I was all twisted up this morning, thinking of all that needed doing for my mom.  Makes me crazy.  Woke up, bam.  First thing on my mind.  Had my quiet-time anyway, which is so necessary to my sanity, prayed about my situation, then got to it.  First called my mom to find out what else she needed, then went to the store for her. Came home, made the spaghetti she wanted for my brothers' dinner with her on Wednesday, and then did schoolwork with the kids.  Then left again with the girls to clean Mom's house, and take her groceries.

My bad attitude reared its head this morning when I realized I was making their dinner which I wouldn't be sharing.  Historically for me this has been a sore point.  My brother comes into town, my other brother goes over to Mom's as well, and the three of them share a meal.  Okay, so Gary says, "But you don't want to eat with them."  True story, but the fact remains I feel left out.  I'm never invited to be part of their gathering.  Yeah, immature.  Sue me.

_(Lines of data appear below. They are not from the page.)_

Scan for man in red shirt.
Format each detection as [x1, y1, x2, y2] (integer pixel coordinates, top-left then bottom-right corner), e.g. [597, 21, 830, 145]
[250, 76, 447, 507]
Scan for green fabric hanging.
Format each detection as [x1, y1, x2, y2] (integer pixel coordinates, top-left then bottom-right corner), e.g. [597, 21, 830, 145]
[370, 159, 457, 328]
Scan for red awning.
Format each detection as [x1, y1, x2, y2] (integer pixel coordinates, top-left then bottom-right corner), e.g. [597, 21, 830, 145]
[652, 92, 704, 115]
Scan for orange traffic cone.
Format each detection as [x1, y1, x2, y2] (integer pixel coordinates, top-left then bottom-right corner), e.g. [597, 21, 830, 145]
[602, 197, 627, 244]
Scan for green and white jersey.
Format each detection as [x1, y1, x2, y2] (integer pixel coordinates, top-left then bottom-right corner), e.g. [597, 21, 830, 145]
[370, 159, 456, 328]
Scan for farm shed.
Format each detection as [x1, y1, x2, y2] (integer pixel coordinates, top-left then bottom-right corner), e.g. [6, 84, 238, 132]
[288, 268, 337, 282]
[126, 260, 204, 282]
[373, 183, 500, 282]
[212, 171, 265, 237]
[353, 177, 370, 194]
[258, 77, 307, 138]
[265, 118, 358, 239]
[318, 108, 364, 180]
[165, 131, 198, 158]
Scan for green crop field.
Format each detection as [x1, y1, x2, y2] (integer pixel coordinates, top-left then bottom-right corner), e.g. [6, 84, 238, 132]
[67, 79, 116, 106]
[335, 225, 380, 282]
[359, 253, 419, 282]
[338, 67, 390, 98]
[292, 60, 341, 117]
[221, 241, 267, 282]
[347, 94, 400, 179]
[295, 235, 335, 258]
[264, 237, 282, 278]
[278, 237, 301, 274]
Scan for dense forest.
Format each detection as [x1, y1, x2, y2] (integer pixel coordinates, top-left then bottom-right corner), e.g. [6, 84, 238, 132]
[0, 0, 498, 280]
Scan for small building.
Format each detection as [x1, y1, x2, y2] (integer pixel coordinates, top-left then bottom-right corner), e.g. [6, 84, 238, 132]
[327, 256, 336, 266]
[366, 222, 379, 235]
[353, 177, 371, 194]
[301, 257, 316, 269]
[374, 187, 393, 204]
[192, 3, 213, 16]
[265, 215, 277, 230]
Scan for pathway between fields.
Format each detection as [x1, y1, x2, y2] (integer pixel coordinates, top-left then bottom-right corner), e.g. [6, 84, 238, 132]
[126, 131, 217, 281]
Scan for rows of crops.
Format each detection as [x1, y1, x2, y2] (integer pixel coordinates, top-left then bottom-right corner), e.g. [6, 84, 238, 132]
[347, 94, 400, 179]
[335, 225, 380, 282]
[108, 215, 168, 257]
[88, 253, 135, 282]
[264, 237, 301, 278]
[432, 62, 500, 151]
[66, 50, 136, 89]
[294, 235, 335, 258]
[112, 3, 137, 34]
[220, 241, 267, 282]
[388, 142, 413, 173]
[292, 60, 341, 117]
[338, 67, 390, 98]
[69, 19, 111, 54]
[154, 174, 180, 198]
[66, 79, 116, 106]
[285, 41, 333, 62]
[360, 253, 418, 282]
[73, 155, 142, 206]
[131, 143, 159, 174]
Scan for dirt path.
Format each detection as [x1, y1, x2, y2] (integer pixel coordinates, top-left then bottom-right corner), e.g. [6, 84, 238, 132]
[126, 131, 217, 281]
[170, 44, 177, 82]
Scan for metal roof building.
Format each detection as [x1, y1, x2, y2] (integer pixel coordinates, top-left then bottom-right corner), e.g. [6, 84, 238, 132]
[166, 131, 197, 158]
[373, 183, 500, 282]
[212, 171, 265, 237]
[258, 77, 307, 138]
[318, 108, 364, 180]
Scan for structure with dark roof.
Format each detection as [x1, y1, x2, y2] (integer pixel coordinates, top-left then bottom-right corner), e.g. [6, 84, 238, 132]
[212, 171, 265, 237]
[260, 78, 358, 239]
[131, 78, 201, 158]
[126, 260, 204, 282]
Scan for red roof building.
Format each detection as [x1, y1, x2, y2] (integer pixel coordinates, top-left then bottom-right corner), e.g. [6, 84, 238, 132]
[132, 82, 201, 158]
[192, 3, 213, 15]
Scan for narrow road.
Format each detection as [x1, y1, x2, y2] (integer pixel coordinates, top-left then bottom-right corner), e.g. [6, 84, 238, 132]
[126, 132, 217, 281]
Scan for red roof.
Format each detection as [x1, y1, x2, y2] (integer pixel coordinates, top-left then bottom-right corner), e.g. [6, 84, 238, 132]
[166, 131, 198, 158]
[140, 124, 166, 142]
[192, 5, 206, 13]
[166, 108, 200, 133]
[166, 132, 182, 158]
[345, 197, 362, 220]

So I have to get over my sour mood, make them food, clean house for my emotionally-detached brother's visit, and move on.  I can't hold onto the anger.  I've got no room for it, you know?

~ ~ ~

But I was so pleased at how her house shone after the little girls and I left.  It smelled good, there was food in the house, and she had her bath. I was satisfied.

We got back home after dark, and Gary met us outside.  He hugged me, and said he realized it was tough for me to be the one Mom always depended on, and he said the sweetest thing.  Funny, but sweet.  He said that while I sometimes had a bad attitude, I still did what needed doing for her.  I suck it up and do it.  True story.  There's nobody else who will.  I needed to hear that.

He allowed for me that it's hard, and that meant a lot.  I don't always have to be happy about what needs doing, but doing it is the main thing.  

Now, with my brother coming in town tomorrow, I'm off duty until the end of the week.  He leaves on Thursday.  A mental break for me, and she'll enjoy the company.  We all win.